Gilead a poursuivi ses opérations cannibales en rachetant dernièrement Forty Seven, spécialiste des cancers du sang, pour 4,9 milliards de dollars. Cette stratégie s’est doublée d’un intense lobbying : l’entreprise a dépensé plus de deux millions d’euros en influence dans les trois premiers mois de l’année, une augmentation de 32 % par rapport à la même période en 2019. Et début mai, la Food and Drug Administration (FDA) autorisait Gilead à distribuer le remdésivir.
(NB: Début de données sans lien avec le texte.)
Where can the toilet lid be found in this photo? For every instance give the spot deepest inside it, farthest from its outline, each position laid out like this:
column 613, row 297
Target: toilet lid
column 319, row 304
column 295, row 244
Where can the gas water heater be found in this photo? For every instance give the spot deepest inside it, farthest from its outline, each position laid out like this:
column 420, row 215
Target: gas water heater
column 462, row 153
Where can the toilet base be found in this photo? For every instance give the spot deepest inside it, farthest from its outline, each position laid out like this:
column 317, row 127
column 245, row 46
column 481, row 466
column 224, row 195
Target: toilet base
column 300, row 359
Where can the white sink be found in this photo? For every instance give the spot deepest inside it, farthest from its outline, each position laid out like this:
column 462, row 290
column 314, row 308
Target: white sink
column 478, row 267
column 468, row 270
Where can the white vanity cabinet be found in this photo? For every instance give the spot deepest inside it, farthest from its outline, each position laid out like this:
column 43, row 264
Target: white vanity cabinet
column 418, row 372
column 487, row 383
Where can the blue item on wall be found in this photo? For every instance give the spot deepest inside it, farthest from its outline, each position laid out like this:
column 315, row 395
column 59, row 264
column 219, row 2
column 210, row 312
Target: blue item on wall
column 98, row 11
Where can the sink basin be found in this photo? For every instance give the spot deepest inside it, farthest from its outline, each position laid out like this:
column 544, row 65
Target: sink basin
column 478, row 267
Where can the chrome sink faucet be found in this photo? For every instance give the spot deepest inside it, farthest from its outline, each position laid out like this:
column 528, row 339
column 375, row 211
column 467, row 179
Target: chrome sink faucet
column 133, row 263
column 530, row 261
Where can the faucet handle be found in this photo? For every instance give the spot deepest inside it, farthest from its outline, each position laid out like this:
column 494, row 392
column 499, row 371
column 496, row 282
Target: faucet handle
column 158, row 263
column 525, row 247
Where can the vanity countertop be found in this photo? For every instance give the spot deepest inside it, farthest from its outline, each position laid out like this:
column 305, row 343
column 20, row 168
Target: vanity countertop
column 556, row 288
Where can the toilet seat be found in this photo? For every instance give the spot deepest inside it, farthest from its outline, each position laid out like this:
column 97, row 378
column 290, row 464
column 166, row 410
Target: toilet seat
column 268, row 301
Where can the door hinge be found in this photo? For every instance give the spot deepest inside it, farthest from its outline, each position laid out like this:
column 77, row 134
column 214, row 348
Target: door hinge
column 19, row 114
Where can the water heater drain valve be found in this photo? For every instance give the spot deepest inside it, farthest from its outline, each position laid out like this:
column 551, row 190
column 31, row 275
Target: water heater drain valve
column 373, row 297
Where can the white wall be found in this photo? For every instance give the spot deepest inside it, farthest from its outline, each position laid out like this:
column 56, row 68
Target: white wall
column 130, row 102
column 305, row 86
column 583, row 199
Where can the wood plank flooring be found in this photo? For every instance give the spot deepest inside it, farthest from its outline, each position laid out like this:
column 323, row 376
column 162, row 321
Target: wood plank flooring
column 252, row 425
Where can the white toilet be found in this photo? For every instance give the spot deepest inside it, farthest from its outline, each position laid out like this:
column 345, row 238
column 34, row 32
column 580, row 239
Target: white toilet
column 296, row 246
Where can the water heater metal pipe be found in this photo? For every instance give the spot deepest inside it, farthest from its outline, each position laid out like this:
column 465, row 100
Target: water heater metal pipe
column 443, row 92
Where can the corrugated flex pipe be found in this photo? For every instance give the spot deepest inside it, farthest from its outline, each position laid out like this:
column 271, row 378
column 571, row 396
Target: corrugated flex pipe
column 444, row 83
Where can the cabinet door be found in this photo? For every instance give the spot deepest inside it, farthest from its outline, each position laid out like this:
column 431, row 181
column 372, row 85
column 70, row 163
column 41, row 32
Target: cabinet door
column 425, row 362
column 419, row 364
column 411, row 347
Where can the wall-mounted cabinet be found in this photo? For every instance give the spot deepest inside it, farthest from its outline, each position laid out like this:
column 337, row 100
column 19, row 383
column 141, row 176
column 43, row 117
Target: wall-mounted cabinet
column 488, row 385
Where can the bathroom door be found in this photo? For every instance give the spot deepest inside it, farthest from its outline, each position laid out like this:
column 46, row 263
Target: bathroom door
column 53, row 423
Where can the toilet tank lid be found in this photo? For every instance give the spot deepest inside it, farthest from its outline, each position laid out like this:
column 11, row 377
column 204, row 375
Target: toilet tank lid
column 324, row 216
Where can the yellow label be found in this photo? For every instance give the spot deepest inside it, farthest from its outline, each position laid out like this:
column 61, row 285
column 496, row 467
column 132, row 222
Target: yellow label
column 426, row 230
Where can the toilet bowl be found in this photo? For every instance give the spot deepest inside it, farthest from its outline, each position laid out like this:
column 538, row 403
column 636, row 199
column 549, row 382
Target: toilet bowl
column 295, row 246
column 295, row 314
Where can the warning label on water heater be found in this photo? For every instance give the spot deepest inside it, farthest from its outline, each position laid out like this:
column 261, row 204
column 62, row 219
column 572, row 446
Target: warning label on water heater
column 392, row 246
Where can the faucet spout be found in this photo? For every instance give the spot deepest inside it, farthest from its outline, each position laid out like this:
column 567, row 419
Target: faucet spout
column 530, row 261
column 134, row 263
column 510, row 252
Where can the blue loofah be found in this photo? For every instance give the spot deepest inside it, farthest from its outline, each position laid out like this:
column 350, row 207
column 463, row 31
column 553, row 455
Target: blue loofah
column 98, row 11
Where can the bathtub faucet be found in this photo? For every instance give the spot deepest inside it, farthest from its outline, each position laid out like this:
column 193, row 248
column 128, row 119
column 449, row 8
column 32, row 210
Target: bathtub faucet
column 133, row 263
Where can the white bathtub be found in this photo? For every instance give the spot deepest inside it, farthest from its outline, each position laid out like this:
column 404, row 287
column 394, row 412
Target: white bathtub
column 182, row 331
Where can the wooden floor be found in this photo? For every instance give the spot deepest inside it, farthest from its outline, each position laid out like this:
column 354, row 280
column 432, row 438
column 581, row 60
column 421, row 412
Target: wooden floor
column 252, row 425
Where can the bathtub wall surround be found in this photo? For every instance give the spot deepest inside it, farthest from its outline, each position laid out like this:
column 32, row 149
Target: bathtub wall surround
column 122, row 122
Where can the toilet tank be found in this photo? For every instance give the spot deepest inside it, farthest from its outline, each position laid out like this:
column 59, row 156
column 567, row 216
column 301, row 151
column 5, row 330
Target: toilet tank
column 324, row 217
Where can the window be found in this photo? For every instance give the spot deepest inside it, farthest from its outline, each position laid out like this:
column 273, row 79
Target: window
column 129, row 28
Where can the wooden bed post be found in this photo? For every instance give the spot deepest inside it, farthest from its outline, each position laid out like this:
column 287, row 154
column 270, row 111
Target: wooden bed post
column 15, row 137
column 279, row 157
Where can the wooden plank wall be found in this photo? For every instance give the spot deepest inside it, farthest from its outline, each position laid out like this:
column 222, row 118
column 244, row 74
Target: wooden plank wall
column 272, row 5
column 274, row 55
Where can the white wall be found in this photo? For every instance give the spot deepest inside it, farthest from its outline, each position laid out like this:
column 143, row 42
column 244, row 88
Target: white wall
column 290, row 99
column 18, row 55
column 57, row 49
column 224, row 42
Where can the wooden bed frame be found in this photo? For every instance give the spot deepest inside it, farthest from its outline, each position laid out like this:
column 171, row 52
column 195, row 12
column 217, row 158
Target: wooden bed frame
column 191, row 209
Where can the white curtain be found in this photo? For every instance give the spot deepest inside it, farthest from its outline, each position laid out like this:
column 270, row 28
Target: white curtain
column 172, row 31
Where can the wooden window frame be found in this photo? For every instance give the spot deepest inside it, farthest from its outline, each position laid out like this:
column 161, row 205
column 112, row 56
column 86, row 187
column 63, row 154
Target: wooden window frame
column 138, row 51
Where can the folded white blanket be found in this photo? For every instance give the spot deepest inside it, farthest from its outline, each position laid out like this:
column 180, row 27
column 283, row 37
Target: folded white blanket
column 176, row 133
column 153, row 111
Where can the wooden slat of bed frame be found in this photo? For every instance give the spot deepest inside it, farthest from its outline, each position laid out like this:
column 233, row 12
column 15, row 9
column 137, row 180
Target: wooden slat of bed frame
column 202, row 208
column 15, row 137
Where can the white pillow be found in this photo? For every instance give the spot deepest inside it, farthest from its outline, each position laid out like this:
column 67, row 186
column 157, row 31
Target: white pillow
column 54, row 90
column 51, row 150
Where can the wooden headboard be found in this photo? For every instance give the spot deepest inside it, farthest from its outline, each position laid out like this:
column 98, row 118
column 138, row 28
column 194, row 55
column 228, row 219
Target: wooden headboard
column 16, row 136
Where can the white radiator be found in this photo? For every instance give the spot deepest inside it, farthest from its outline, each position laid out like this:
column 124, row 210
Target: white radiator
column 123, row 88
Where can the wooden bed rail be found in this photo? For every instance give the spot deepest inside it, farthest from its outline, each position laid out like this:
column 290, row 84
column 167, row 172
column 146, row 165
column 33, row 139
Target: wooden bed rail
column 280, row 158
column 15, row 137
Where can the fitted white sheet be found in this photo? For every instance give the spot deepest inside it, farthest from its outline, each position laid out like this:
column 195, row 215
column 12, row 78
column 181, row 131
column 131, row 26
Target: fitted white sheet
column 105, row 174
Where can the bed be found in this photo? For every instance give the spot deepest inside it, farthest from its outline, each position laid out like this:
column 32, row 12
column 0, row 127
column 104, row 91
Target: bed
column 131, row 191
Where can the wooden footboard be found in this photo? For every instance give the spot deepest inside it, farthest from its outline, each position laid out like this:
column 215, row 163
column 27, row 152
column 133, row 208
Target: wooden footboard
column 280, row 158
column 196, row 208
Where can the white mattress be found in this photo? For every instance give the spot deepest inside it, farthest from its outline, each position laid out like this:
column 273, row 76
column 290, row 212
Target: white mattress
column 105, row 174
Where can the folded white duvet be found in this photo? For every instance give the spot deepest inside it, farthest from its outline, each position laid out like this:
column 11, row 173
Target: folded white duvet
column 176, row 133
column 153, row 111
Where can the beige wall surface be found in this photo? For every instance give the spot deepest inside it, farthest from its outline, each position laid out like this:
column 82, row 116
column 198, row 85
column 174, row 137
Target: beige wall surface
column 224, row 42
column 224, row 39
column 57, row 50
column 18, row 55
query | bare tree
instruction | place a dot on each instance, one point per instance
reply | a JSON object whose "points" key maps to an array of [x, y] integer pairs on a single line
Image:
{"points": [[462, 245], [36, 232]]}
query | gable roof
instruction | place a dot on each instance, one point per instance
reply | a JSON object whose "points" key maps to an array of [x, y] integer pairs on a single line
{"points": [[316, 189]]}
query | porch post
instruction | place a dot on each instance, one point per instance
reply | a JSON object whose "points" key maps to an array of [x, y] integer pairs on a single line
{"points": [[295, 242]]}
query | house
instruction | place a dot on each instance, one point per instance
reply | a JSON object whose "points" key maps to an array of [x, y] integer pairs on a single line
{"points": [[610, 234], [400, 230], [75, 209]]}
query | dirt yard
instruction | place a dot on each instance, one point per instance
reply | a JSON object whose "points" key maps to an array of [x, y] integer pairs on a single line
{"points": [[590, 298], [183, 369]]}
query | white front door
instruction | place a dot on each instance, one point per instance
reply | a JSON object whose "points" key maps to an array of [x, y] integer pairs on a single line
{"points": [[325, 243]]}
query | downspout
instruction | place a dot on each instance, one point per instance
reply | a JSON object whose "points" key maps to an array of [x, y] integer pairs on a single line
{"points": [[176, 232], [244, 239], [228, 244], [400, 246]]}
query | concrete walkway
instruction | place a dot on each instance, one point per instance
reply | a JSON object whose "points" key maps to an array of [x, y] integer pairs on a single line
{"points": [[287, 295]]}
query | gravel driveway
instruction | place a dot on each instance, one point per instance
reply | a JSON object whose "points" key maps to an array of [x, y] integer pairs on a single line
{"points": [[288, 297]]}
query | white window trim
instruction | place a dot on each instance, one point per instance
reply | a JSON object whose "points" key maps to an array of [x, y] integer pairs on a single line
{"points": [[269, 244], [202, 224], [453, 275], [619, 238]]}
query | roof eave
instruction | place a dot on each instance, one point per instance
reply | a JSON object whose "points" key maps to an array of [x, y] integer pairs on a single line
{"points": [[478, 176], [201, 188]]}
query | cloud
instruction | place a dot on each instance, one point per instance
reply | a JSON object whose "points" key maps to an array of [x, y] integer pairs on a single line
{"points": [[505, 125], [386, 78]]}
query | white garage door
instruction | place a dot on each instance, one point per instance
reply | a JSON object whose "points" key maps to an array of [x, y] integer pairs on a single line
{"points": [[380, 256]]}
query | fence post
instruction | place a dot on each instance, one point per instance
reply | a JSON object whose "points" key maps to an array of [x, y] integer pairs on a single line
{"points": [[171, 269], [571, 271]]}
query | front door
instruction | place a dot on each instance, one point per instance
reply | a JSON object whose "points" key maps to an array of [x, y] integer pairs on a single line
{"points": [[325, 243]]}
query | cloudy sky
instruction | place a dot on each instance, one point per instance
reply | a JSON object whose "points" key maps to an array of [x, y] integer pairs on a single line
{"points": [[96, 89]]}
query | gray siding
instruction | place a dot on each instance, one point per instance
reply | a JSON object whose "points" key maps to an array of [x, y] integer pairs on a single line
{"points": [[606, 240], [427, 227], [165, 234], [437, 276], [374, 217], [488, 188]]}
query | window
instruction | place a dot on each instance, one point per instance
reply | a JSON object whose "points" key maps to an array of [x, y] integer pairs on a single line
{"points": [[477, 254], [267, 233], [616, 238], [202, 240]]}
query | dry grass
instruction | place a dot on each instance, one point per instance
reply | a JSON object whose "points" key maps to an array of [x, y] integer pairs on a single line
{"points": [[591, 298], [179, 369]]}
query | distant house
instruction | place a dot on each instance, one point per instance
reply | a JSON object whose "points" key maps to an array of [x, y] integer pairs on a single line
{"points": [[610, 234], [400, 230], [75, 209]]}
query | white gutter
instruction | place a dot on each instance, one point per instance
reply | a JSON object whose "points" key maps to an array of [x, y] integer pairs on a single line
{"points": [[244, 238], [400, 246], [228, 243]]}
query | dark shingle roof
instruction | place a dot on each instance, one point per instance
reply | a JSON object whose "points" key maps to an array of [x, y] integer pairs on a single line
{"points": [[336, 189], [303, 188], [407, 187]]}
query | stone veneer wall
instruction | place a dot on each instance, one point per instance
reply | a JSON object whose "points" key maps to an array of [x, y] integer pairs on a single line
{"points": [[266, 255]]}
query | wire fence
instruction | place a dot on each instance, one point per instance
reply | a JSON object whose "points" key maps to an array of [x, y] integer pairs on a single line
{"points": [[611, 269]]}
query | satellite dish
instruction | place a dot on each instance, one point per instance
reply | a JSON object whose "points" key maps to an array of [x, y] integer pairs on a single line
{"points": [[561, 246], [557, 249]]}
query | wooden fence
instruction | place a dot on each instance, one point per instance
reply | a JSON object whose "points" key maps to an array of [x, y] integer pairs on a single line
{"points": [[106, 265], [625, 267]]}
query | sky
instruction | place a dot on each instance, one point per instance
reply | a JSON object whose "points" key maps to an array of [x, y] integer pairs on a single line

Aujourd’hui, c’est le seul traitement officiellement autorisé pour faire face au Covid-19 en Europe.

Crédits : Gilead Sciences

Du côté français, Gilead a financé 97 des 114 membres du Collège des universitaires des maladies infectieuses et tropicales (CMIT), qui regroupe les experts des maladies infectieuses en France, soit via une rémunération (contre des prestations de formation par exemple), soit en tant qu’avantages en nature (comme l’hébergement, le transport et/ou les repas lors d’un congrès scientifique). Alors que Sanofi rétribue dix fois plus les médecins français que Gilead depuis 2012 (874 316 378 euros contre 63 399 522 euros), le laboratoire français est largement battu en ce qui concerne les infectiologues : Gilead leur a apporté 637 839 euros sur la même période, alors que Sanofi a sorti 162 365 euros.

Mais ces apports ne sont pas nécessairement synonymes d’influence. « Assimiler un lien d’intérêt à une quelconque subordination est un raccourci trop facile et erroné », affirme Christian Chidiac, chef du service des maladies infectieuses et tropicales du centre hospitalier universitaire de Lyon. Ce raccourci, Didier Raoult l’emprunte d’autant plus facilement qu’il conforte son sentiment d’injustice devant l’autorisation du remdésivir et la mise au ban de l’hydrochloroquine. Le lobbying de Gilead n’a sans doute pas été étranger à cette situation. Mais il a aussi pour lui quelques études favorables.